The incident was particularly noteworthy as it was virtually identical to what had happened to Annelore Zinke. In what can be described as two of the most infamous training accidents in German WAG history, Irene Abel was the teammate (1974) of one gymnast and the mother of the other. Unlike Annelore Zinke, Katja was able to make a successful comeback and maintained a strong WAG career even after her accident.

Risa Sugawara

Takako Hasegawa and Risa Sugawara

This is the fifth and final example in this article of a mother and daughter in WAG who both appeared in an Olympic Games. Takako Hasegawa competed for Japan at the 1972 Olympics. Her daughter Risa Sugawara competed at the 1996 Olympics.

Andrea Bieger and Jana Bieger

There are two high-profile cases of an Olympic WAG having her daughter serve as an Olympic alternate, but is not technically an Olympian. Ironically, in both cases the two alternates competed in the same era, were members of the American program, but their mothers were not.

The first is Andrea Bieger who competed for West Germany at the 1976 Olympics. Her daughter Jana Bieger won the AA silver medal at the 2006 World Championships. Because Andrea Bieger finished 12th in the 1976 All-Around, this is probably the second strongest mother/daughter combination when they are measured based on performance in the AA.

Like the mother in the next example, Andrea Bieger is a 1x Olympian who should have been a 2x Olympian if not for the 1980 Olympic boycott.

Wu Jiani

Wu Jiani and Anna Li/Andrea Li

Anna Li was an alternate on the 2012 American Olympic team. Both of her parents won medals for China at the 1984 Olympics. There is also a second daughter involved as Andrea Li has found success just shy of the Olympic level. Andrea competed in the Nastia Liukin Cup and is on the verge of starting her NCAA career with the University of California. Their mother Wu Jiani was a staple of the Chinese team. Whereas Ma Yanhong was the most iconic Chinese gymnast from the late 1970s through the 1984 Olympics, Wu Jiani was China’s second most successful gymnast but her accomplishments were largely overshadowed by her more famous teammate.

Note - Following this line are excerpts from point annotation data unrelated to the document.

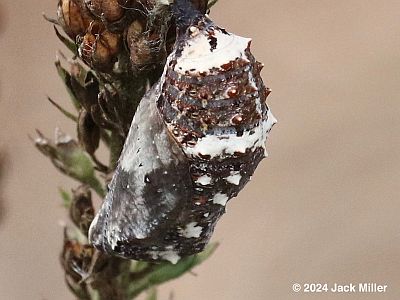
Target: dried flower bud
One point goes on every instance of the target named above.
(109, 10)
(99, 47)
(147, 47)
(88, 132)
(73, 17)
(81, 210)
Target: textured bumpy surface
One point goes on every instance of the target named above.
(194, 143)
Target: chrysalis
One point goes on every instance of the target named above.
(195, 141)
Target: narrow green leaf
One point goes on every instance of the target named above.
(211, 3)
(66, 196)
(166, 271)
(152, 294)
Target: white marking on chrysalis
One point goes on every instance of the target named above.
(198, 52)
(220, 199)
(234, 178)
(169, 255)
(217, 145)
(204, 180)
(191, 230)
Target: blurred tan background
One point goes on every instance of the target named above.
(323, 208)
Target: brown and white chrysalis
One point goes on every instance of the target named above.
(195, 141)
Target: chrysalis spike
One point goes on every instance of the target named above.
(196, 139)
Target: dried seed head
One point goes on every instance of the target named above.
(99, 47)
(109, 10)
(73, 17)
(147, 48)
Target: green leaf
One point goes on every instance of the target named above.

In her time Wu Jiani was a fascinating gymnast, but gymnastics fans will be reluctant go out of their way to prop up her legacy. Both Wu Jiani and Anna Li have been linked to allegations of coaching abuse. It is a heartbreaking situation for the kids who (allegedly) suffered at their hands, and for Anna Li as she was born into a coaching family where these tactics were likely taught to her as acceptable behavior. In the case of Wu Jiani, she competed in her first official Olympics at the age of 18, but was a member of the 1980 boycott Olympic team when she was only 14 years old. It can only be imagined just how young Wu Jiani was when these coaching tactics were first instilled on her.

Abuse allegations are always heartbreaking. But when the culprit is a former high-caliber athlete who had success at a young age, it adds a level of cruelty to the situation. The most likely scenario is the coach is training gymnasts in the same abusive manner that she was once subjected to. This was intended as a fun article about mothers passing their gymnastics legacies on to their daughters and watching their children experience the same fulfillment in the sport that they did. But in the case of Anna Li/Wu Jiani, the things that were passed down from one generation to the next was allegations of behavior/tactics that caused harm on numerous gymnasts and repeated a cycle of abuse that the sport is trying to break.